Navalny, dans ce livre, raconte son engagement dans la lutte contre la corruption, et la répression qu'il subit en retour. La censure et son recours aux médias en ligne pour la contourner. Son entrée en politique, ses premières détentions. Ses condamnations. Et le soutien populaire dont il bénéficie.
En 2020, il est victime lors d'un déplacement en Sibérie d'un empoisonnement à l'agent neurotoxique qui lui cause "18 jours de coma, 26 jours de soins intensifs et 34 jours d'hôpital", ainsi qu'une longue convalescence après son évacuation en Allemagne. Il ne sait plus parler, écrire. "Mes mains ne m'obéissaient pas", "il me restait à réapprendre à marcher correctement".
Il choisit pourtant de rentrer en Russie en janvier 2021, où il est arrêté dès son atterrissage à Moscou.
Et l'opposant de raconter les brimades en prison, les refus de soin dont il dit être victime alors que son dos et l'une de ses jambes sont "en piteux état". La grève de la faim qu'il observe 25 jours durant pour finalement obtenir d'être examiné par des médecins civils.
Mais aussi la surveillance continuelle dont il explique faire l'objet, et le placement à l'isolement.
- "Torture" -
A partir d'août 2022, on l'enferme à de multiples reprises au "Shizo", un "trou noir en béton" où il fait parfois "si chaud qu'on peut à peine respirer" mais qui le plus souvent s'apparente à "une cave froide et humide", "un lieu de torture" où l'on passe "constamment de la musique à plein volume".
En 2023, narre-t-il, on place dans la cellule voisine "un fou furieux", qui passe "quatorze heures par jours et trois par nuit" à pousser des hurlements qui font "gonfler les veines du cou".
En décembre 2023, Alexeï Navalny est transféré dans une colonie pénitentiaire au-delà du cercle arctique.

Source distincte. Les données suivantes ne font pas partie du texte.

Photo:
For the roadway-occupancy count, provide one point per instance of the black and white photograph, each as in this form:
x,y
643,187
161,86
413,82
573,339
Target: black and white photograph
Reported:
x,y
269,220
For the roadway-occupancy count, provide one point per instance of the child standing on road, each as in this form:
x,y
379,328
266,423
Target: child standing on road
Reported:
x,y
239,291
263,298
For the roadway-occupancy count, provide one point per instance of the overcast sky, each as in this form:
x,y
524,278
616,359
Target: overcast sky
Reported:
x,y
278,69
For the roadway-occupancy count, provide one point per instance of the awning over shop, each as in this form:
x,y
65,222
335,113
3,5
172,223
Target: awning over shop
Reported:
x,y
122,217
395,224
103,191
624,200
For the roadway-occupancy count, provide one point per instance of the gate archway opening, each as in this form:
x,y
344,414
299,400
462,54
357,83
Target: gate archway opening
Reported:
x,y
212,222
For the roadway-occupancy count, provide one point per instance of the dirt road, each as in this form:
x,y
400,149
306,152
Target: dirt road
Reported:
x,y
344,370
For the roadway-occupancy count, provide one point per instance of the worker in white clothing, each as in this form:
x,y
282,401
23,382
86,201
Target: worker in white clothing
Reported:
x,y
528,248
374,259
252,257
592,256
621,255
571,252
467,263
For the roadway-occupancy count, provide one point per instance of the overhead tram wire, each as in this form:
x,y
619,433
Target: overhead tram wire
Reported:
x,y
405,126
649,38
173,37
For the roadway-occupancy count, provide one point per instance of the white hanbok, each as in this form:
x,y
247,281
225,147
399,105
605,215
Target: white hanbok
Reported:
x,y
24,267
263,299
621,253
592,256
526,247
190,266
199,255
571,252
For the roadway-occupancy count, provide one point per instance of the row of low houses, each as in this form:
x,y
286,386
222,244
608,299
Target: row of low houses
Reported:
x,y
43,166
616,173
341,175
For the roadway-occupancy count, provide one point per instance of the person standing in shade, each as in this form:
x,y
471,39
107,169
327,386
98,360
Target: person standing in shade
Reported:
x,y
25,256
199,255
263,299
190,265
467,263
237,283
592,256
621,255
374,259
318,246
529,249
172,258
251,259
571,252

Le froid y est si intense qu'"on peut marcher plus d'une demi-heure (dehors) à condition d'être sûr de pouvoir se faire repousser un nez, des oreilles et des doigts", plaisante-t-il début janvier.
Le 16 février 2024, l'opposant de 47 ans est déclaré mort, dans des circonstances troubles. Ses proches accusent l'Etat russe de l'avoir tué.
"Ce sont des livres qu'il est important de publier", commente pour l'AFP Caroline Babulle, de la maison d'édition Robert Laffont, qui a acheté les droits de l'ouvrage en français.
Quelque 60.000 exemplaires ont selon elle été imprimés dans un premier temps en français, pour des centaines de milliers dans le monde. "Patriote" sort simultanément dans "des dizaines de pays et dans plus de vingt langues", postait récemment sur X la veuve de l'opposant Ioulia Navalnaïa.
"+Patriote+ en dit moins sur la politique de Navalny que sur sa décence fondamentale, son sens de l’humour ironique et son stoïcisme (surtout) joyeux dans des conditions qui aplatiraient quelqu'un d'autre", souligne le New York times.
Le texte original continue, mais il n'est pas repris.